The proposal from Republican leaders would leave the $16.4 trillion borrowing limit intact but suspend it from the time the bill passes until May 18. The declaration that the debt ceiling "shall not apply" means that the government could continue borrowing to cover its obligations to creditors until then.
The measure doesn't seek spending cuts that many conservatives are demanding, but it does have strings attached: House and Senate members would forgo paychecks if Congress doesn't approve a budget by April 15. That provision is designed to force the Democratic-controlled Senate to pass a budget, something it hasn't done in four years. Sponsors said they'll still work to cut spending in other bills, and they stressed that they could always fall back on automatic spending cuts approved in 2011 but not yet implemented.
At the White House, press secretary Jay Carney said President Barack Obama "would not stand in the way" of the short-term bill and likely would sign it if passed by the House and Senate. The administration added that a long-term solution is still preferred.
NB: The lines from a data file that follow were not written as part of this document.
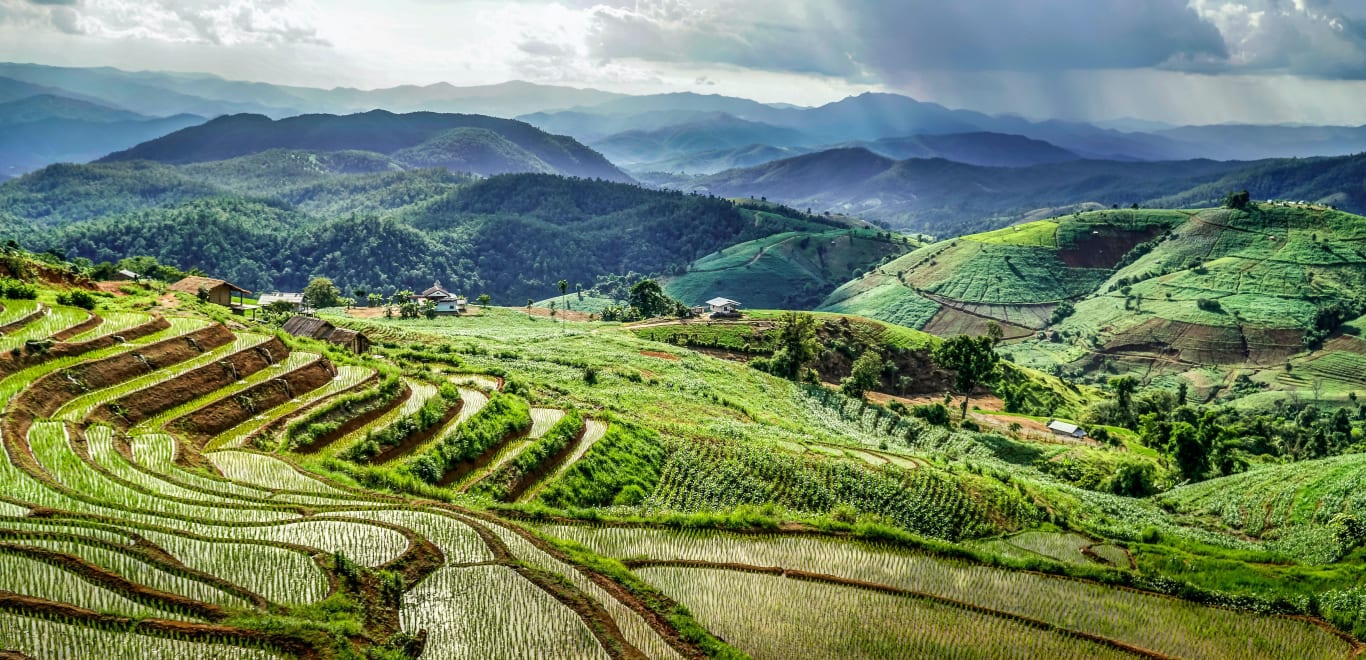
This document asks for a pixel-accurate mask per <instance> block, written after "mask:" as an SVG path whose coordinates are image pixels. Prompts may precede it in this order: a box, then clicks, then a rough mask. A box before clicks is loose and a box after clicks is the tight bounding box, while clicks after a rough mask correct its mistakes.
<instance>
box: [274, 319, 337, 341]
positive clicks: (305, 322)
mask: <svg viewBox="0 0 1366 660" xmlns="http://www.w3.org/2000/svg"><path fill="white" fill-rule="evenodd" d="M281 329H284V331H285V332H288V333H291V335H294V336H296V338H311V339H326V336H328V335H331V333H332V331H335V329H336V325H332V324H331V322H326V321H324V320H321V318H316V317H311V316H296V317H294V318H290V320H288V321H284V325H283V327H281Z"/></svg>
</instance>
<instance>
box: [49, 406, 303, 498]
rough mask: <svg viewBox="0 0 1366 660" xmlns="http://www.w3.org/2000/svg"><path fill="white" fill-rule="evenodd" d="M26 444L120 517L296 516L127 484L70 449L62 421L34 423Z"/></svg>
mask: <svg viewBox="0 0 1366 660" xmlns="http://www.w3.org/2000/svg"><path fill="white" fill-rule="evenodd" d="M29 445H30V447H31V448H33V455H34V458H37V459H38V463H40V465H42V467H44V469H45V470H46V471H48V474H51V476H52V478H53V480H55V481H56V482H59V484H61V485H64V486H67V488H70V489H71V491H74V492H76V493H83V495H85V496H87V497H92V499H96V500H97V501H101V503H112V504H116V506H117V508H119V510H122V511H124V512H123V517H127V515H128V514H130V512H133V514H143V515H142V517H139V518H141V519H149V517H148V515H146V514H152V521H154V522H153V523H164V522H163V521H157V519H156V517H167V518H182V519H186V518H193V519H204V521H220V522H270V521H284V519H290V518H296V517H298V514H292V512H283V511H266V510H257V508H225V507H221V506H208V504H205V506H199V504H189V503H183V501H175V500H167V499H163V497H160V496H156V495H149V493H143V492H141V491H135V489H133V488H128V486H127V485H124V484H120V482H117V481H113V480H111V478H109V477H107V476H104V474H102V473H100V471H96V470H94V469H93V467H90V466H89V465H87V463H86V462H85V460H82V459H81V456H78V455H76V454H75V451H72V448H71V444H70V440H68V436H67V429H66V425H64V424H63V422H38V424H34V425H33V428H31V429H30V432H29Z"/></svg>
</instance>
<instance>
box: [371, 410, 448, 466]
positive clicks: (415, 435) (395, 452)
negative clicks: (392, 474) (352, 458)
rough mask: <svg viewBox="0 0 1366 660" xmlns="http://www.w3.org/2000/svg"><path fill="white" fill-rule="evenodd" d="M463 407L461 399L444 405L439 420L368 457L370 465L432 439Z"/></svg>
mask: <svg viewBox="0 0 1366 660" xmlns="http://www.w3.org/2000/svg"><path fill="white" fill-rule="evenodd" d="M463 407H464V402H463V400H462V402H456V403H449V404H448V406H447V407H445V414H444V415H441V420H440V421H437V422H436V424H433V425H432V426H428V428H425V429H422V430H419V432H417V433H413V435H411V436H408V437H404V439H403V441H402V443H399V444H395V445H393V447H389V448H387V450H384V451H381V452H380V454H377V455H376V456H374V458H372V459H370V463H372V465H384V463H388V462H389V460H393V459H398V458H403V456H404V455H407V454H408V452H410V451H413V450H415V448H418V447H421V445H422V444H423V443H426V441H428V440H432V439H433V437H436V435H437V433H440V432H441V429H444V428H445V425H447V424H451V421H452V420H455V418H456V415H459V414H460V409H463Z"/></svg>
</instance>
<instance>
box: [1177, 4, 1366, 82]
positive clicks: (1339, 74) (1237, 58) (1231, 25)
mask: <svg viewBox="0 0 1366 660" xmlns="http://www.w3.org/2000/svg"><path fill="white" fill-rule="evenodd" d="M1193 7H1194V8H1195V11H1198V12H1199V15H1201V16H1202V18H1205V19H1206V20H1209V22H1210V23H1213V25H1214V26H1217V27H1218V30H1220V33H1221V34H1223V36H1224V40H1225V41H1227V44H1228V57H1227V59H1224V60H1214V61H1199V60H1197V61H1193V63H1190V67H1188V68H1190V70H1195V71H1208V72H1221V71H1249V72H1273V74H1280V72H1284V74H1295V75H1306V77H1313V78H1328V79H1356V81H1361V79H1366V4H1363V3H1358V1H1355V0H1350V1H1348V0H1236V1H1231V0H1193Z"/></svg>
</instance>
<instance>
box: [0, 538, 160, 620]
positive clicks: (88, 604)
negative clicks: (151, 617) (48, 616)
mask: <svg viewBox="0 0 1366 660" xmlns="http://www.w3.org/2000/svg"><path fill="white" fill-rule="evenodd" d="M0 575H3V577H0V585H3V586H0V588H3V589H4V590H7V592H14V593H18V594H20V596H30V597H34V599H45V600H55V601H60V603H67V604H71V605H75V607H82V608H86V609H96V611H105V612H113V614H117V615H122V616H153V618H160V619H184V618H186V616H183V615H178V614H175V612H169V611H164V609H158V608H154V607H149V605H143V604H141V603H135V601H133V600H130V599H127V597H126V596H123V594H120V593H117V592H115V590H112V589H107V588H104V586H100V585H97V583H94V582H92V581H87V579H85V578H83V577H82V575H81V574H79V573H76V571H74V570H68V568H64V567H61V566H57V564H52V563H45V562H40V560H38V559H33V558H27V556H23V555H19V553H16V552H15V551H11V549H8V548H0Z"/></svg>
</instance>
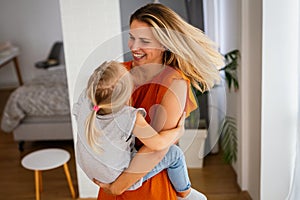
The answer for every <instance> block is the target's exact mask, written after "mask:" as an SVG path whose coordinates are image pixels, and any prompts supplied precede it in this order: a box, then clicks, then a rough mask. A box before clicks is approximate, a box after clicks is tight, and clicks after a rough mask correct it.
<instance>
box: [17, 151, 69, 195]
mask: <svg viewBox="0 0 300 200" xmlns="http://www.w3.org/2000/svg"><path fill="white" fill-rule="evenodd" d="M69 159H70V154H69V152H67V151H66V150H63V149H43V150H38V151H35V152H32V153H30V154H28V155H26V156H25V157H24V158H23V159H22V161H21V163H22V166H23V167H25V168H26V169H29V170H34V177H35V194H36V199H37V200H39V199H40V192H41V190H42V176H41V172H42V171H43V170H49V169H54V168H57V167H60V166H63V167H64V171H65V174H66V177H67V181H68V185H69V188H70V191H71V195H72V198H75V190H74V188H73V184H72V179H71V176H70V172H69V168H68V164H67V162H68V161H69Z"/></svg>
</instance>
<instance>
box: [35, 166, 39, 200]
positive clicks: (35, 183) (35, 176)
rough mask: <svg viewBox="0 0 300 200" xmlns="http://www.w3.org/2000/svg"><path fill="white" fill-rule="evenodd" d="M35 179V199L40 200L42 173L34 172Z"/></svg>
mask: <svg viewBox="0 0 300 200" xmlns="http://www.w3.org/2000/svg"><path fill="white" fill-rule="evenodd" d="M34 178H35V199H36V200H40V183H39V182H40V172H39V170H35V171H34Z"/></svg>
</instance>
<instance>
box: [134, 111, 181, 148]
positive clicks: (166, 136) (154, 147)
mask: <svg viewBox="0 0 300 200" xmlns="http://www.w3.org/2000/svg"><path fill="white" fill-rule="evenodd" d="M184 120H185V113H184V114H183V115H182V116H181V118H180V121H179V123H178V124H177V127H176V128H173V129H170V130H166V131H161V132H159V133H157V132H156V131H155V130H154V129H153V128H152V127H151V126H150V125H149V124H148V122H147V121H146V120H145V118H144V117H143V116H142V114H141V113H139V112H138V113H137V118H136V122H135V126H134V128H133V134H134V135H135V136H136V137H137V138H138V139H139V140H140V141H141V142H142V143H143V144H144V145H145V146H146V147H148V148H149V149H151V150H154V151H160V150H163V149H166V148H168V147H169V146H171V145H172V144H174V142H175V141H177V140H178V139H179V138H180V137H181V136H182V135H183V133H184Z"/></svg>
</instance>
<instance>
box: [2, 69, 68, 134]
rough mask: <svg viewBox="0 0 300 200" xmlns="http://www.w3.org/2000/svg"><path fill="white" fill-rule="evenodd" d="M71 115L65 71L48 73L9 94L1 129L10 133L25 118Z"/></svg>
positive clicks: (42, 75) (45, 72)
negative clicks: (9, 94) (32, 116)
mask: <svg viewBox="0 0 300 200" xmlns="http://www.w3.org/2000/svg"><path fill="white" fill-rule="evenodd" d="M68 114H70V107H69V96H68V87H67V79H66V73H65V68H58V69H55V70H45V71H43V73H41V74H40V75H39V76H38V77H37V78H34V79H33V80H32V81H30V82H29V83H25V84H24V85H23V86H20V87H19V88H17V89H16V90H15V91H13V92H12V94H11V95H10V97H9V99H8V101H7V103H6V105H5V108H4V112H3V116H2V121H1V129H2V130H3V131H5V132H11V131H13V129H14V128H16V127H17V126H18V124H19V123H21V122H22V119H24V118H25V117H26V116H35V117H42V116H52V115H68Z"/></svg>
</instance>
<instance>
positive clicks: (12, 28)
mask: <svg viewBox="0 0 300 200" xmlns="http://www.w3.org/2000/svg"><path fill="white" fill-rule="evenodd" d="M0 5H1V6H0V27H1V28H0V41H10V42H11V43H12V44H14V45H17V46H19V47H20V50H21V52H20V56H19V65H20V70H21V75H22V78H23V80H24V81H25V82H26V81H27V80H30V79H31V78H32V77H33V75H35V74H36V73H37V69H36V68H35V67H34V63H35V62H37V61H41V60H43V59H46V58H47V57H48V54H49V51H50V48H51V47H52V45H53V43H54V42H55V41H57V40H62V31H61V20H60V13H59V1H58V0H52V1H49V0H26V1H23V0H9V1H8V0H0ZM16 85H18V81H17V76H16V73H15V71H14V67H13V65H12V64H9V65H7V66H5V67H3V68H1V69H0V88H3V87H10V86H16Z"/></svg>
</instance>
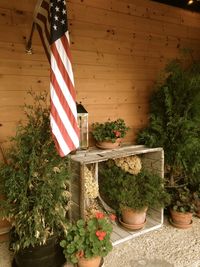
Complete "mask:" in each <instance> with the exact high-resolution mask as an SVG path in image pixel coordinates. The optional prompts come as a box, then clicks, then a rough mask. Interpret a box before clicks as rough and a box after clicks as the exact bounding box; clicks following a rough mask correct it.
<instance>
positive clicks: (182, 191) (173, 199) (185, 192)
mask: <svg viewBox="0 0 200 267" xmlns="http://www.w3.org/2000/svg"><path fill="white" fill-rule="evenodd" d="M170 191H171V192H170V193H171V207H172V209H173V210H175V211H179V212H193V211H194V209H195V205H194V203H193V195H192V194H191V191H190V190H189V188H188V187H187V186H179V187H175V188H171V189H170Z"/></svg>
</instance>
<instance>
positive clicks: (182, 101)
mask: <svg viewBox="0 0 200 267" xmlns="http://www.w3.org/2000/svg"><path fill="white" fill-rule="evenodd" d="M165 71H166V75H165V77H166V76H167V78H166V79H165V80H164V81H163V82H162V83H158V85H157V88H155V89H156V90H155V91H154V93H153V95H152V97H151V107H150V121H149V125H148V126H147V127H146V128H144V129H142V130H140V131H139V133H138V136H137V143H138V144H144V145H147V146H148V147H159V146H161V147H163V148H164V151H165V174H166V175H165V177H166V178H167V181H168V183H169V185H170V186H174V185H176V184H181V183H185V182H186V180H188V178H189V177H192V176H193V175H195V173H196V172H197V171H199V170H200V160H199V159H200V90H199V89H200V74H199V73H200V64H199V63H196V62H194V63H192V64H191V65H190V66H188V67H187V68H186V67H183V65H182V64H181V62H180V61H178V60H174V61H172V62H171V63H170V64H168V65H167V67H166V69H165Z"/></svg>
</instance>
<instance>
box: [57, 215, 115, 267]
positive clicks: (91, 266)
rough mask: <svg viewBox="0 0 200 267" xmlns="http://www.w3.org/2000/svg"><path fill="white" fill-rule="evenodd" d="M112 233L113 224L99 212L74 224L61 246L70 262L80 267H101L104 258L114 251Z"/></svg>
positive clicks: (64, 253)
mask: <svg viewBox="0 0 200 267" xmlns="http://www.w3.org/2000/svg"><path fill="white" fill-rule="evenodd" d="M111 233H112V224H111V222H110V221H109V219H108V218H107V217H106V216H105V215H104V214H103V213H102V212H97V213H96V215H95V216H94V217H90V218H89V219H87V220H85V221H84V220H83V219H80V220H78V221H77V222H75V223H72V224H71V225H70V227H69V229H68V232H67V234H66V236H65V239H63V240H62V241H61V242H60V245H61V246H62V247H63V252H64V254H65V257H66V259H68V260H69V261H70V262H72V263H78V266H79V267H90V266H91V267H99V266H100V263H101V259H102V257H105V256H106V255H107V254H108V253H109V252H110V251H111V250H112V243H111V240H110V236H111Z"/></svg>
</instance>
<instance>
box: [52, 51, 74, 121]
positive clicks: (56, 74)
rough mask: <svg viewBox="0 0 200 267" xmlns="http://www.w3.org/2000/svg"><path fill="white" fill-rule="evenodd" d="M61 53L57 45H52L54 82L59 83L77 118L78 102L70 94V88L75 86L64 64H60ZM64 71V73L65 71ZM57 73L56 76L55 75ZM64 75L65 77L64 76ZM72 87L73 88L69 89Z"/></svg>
mask: <svg viewBox="0 0 200 267" xmlns="http://www.w3.org/2000/svg"><path fill="white" fill-rule="evenodd" d="M54 54H55V56H54ZM59 58H60V55H59V53H58V52H56V47H55V46H54V48H53V47H52V54H51V67H52V73H51V75H52V77H51V81H52V83H54V82H57V83H58V84H59V87H60V90H61V91H62V93H63V95H64V99H63V101H67V103H68V105H69V106H70V108H71V112H72V113H73V116H74V118H76V117H77V116H76V104H75V102H74V97H73V96H72V95H71V94H70V90H71V89H72V88H73V86H72V84H71V81H70V79H69V76H68V74H67V73H65V70H64V69H62V67H63V66H58V64H59V62H60V60H59ZM63 72H64V73H63ZM54 73H56V76H55V75H54ZM63 76H64V77H63ZM70 87H71V89H69V88H70Z"/></svg>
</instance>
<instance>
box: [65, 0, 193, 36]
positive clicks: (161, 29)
mask: <svg viewBox="0 0 200 267" xmlns="http://www.w3.org/2000/svg"><path fill="white" fill-rule="evenodd" d="M69 15H70V16H69V17H70V18H73V19H74V20H79V21H86V22H91V23H95V24H103V25H112V26H117V27H120V28H126V29H130V30H137V29H140V30H141V31H143V32H155V33H160V34H161V33H163V27H164V30H167V29H168V31H169V32H170V33H169V34H170V35H172V36H178V37H185V36H187V30H188V28H187V26H185V25H180V24H172V23H169V22H161V21H156V20H151V23H149V18H144V17H136V16H130V15H126V14H122V13H116V12H113V11H108V10H106V11H105V10H102V9H97V8H93V7H90V6H86V5H80V4H76V3H71V4H70V5H69ZM166 25H168V27H166ZM173 26H174V28H173Z"/></svg>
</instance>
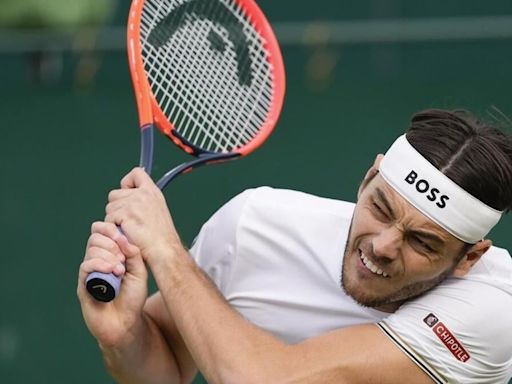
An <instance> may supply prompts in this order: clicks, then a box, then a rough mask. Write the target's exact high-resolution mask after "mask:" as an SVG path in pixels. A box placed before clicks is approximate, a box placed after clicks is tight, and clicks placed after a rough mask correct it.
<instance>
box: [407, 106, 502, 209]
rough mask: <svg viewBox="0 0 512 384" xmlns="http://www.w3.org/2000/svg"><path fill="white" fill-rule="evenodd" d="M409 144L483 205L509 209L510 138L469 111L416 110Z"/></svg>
mask: <svg viewBox="0 0 512 384" xmlns="http://www.w3.org/2000/svg"><path fill="white" fill-rule="evenodd" d="M406 136H407V140H408V141H409V143H410V144H411V145H412V146H413V147H414V148H415V149H416V150H417V151H418V152H419V153H421V154H422V155H423V157H425V158H426V159H427V160H429V161H430V162H431V163H432V164H433V165H434V166H435V167H436V168H437V169H439V170H440V171H441V172H442V173H444V174H445V175H446V176H447V177H449V178H450V179H451V180H453V181H454V182H455V183H456V184H458V185H459V186H460V187H462V188H463V189H464V190H466V191H467V192H469V193H470V194H471V195H473V196H474V197H476V198H477V199H479V200H480V201H482V202H484V203H485V204H487V205H489V206H491V207H493V208H495V209H497V210H500V211H509V210H510V209H512V137H511V136H510V135H507V134H505V133H504V132H502V131H500V130H499V129H498V128H496V127H494V126H492V125H489V124H487V123H483V122H481V121H479V120H478V119H477V118H476V117H475V116H474V115H472V114H471V113H470V112H468V111H464V110H455V111H446V110H441V109H429V110H425V111H422V112H419V113H416V114H415V115H414V116H413V117H412V119H411V125H410V127H409V129H408V130H407V133H406Z"/></svg>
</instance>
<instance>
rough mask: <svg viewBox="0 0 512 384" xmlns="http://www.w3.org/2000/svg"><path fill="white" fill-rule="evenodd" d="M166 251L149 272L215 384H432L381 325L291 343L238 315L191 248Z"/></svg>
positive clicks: (315, 337) (155, 263)
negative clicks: (393, 339) (189, 252)
mask: <svg viewBox="0 0 512 384" xmlns="http://www.w3.org/2000/svg"><path fill="white" fill-rule="evenodd" d="M162 253H163V254H162V255H160V256H159V257H157V255H153V256H155V257H154V258H150V259H149V260H151V261H150V263H149V265H150V268H151V269H152V271H153V273H154V274H155V279H156V281H157V284H158V285H159V287H160V289H161V292H162V295H163V299H164V301H165V303H166V305H167V306H172V307H173V308H174V309H175V312H176V316H175V321H176V324H177V327H178V329H179V330H180V332H181V334H182V335H183V337H184V339H185V342H186V343H187V345H188V347H189V350H190V351H191V353H192V355H193V356H194V357H195V359H196V362H197V364H198V366H199V367H200V368H201V371H202V372H203V374H204V375H205V377H207V379H208V381H209V382H210V383H240V382H243V383H287V382H292V383H350V384H357V383H395V384H396V383H402V382H407V383H410V382H414V383H418V384H421V383H432V381H431V380H430V378H428V376H427V375H426V374H425V373H423V371H421V370H420V369H419V368H418V367H417V366H416V365H415V364H414V363H413V362H412V361H411V360H409V358H407V357H406V355H405V354H403V353H402V352H401V351H400V350H399V349H398V348H397V347H396V346H395V345H394V344H393V343H392V342H391V341H390V340H389V339H388V338H387V337H386V336H385V335H384V334H383V333H382V332H381V331H380V330H379V329H378V328H377V326H375V325H364V326H358V327H352V328H346V329H341V330H337V331H334V332H331V333H328V334H325V335H322V336H319V337H315V338H312V339H309V340H307V341H305V342H303V343H300V344H297V345H291V346H290V345H286V344H284V343H282V342H280V341H278V340H277V339H275V338H274V337H273V336H271V335H270V334H268V333H266V332H264V331H262V330H261V329H259V328H257V327H255V326H254V325H252V324H250V323H249V322H247V321H246V320H245V319H243V318H242V317H241V316H240V315H239V314H238V313H237V312H235V311H234V310H233V309H231V308H230V307H229V305H227V303H226V302H225V301H224V299H223V298H222V297H221V296H220V295H219V294H218V292H217V291H216V289H215V286H213V284H211V283H210V281H209V280H208V278H207V277H206V276H205V275H204V274H203V273H202V271H201V270H200V269H199V268H197V266H196V265H195V264H194V263H193V262H192V261H191V260H190V259H189V257H188V255H187V254H186V252H185V251H184V250H176V249H173V250H167V252H162Z"/></svg>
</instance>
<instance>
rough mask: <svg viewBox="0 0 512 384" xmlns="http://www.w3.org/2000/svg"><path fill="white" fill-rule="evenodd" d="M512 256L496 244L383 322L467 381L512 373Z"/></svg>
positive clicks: (424, 361)
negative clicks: (470, 268)
mask: <svg viewBox="0 0 512 384" xmlns="http://www.w3.org/2000/svg"><path fill="white" fill-rule="evenodd" d="M510 308H512V259H511V258H510V255H509V253H508V252H507V251H506V250H504V249H501V248H496V247H493V248H491V249H490V250H489V251H488V252H487V253H486V254H485V255H484V256H483V257H482V259H481V260H480V261H479V262H478V263H477V264H476V265H475V266H474V267H473V270H472V271H471V272H470V273H469V274H468V275H466V276H464V277H463V278H448V279H446V280H445V281H444V282H442V283H441V284H439V285H438V286H437V287H436V288H434V289H432V290H431V291H429V292H427V293H426V294H424V295H422V296H420V297H418V298H416V299H414V300H411V301H409V302H407V303H405V304H404V305H403V306H402V307H400V309H399V310H398V311H397V312H395V313H394V314H392V315H390V316H389V317H388V318H387V319H385V320H383V321H382V322H381V325H382V327H383V329H384V330H386V331H387V333H388V336H390V337H391V338H392V339H394V341H395V342H396V343H397V344H399V345H400V346H401V348H403V349H404V350H405V351H408V354H409V355H410V356H417V359H418V360H420V361H421V360H423V361H424V365H425V366H427V367H430V369H432V371H433V372H438V374H439V375H440V376H443V377H447V378H450V379H451V380H455V381H457V382H464V383H479V384H481V383H497V382H505V381H506V380H507V379H508V378H509V377H510V376H511V375H512V357H511V356H512V343H511V342H510V340H512V329H511V328H510V324H511V323H512V311H511V310H510Z"/></svg>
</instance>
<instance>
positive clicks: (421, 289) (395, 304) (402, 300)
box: [341, 224, 457, 308]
Senate Majority Leader Harry Reid, D-Nev., praised the measure as "a clean debt ceiling bill" and said that "I'm glad we're not facing crisis here in the matter of a few days."
House Republican leaders appeared confident that they would have sizable Republican support for the short-term measure, as they told the rank and file they would produce a budget that's balanced within a decade.
"Passing a short-term hike buys time for the House and Senate both to pass a budget," House Speaker John Boehner, R-Ohio, told House Republicans at a closed-door caucus.
He added that House Budget Committee Chairman Paul Ryan, R-Wis., a hero among the party's conservatives, would be "working with all of us to draft a budget by the April 15 deadline. With the right reforms in place, Paul's goal is to advance a budget that balances within a decade. I applaud that goal, and share it."
Information from the Washington Post was used in this report.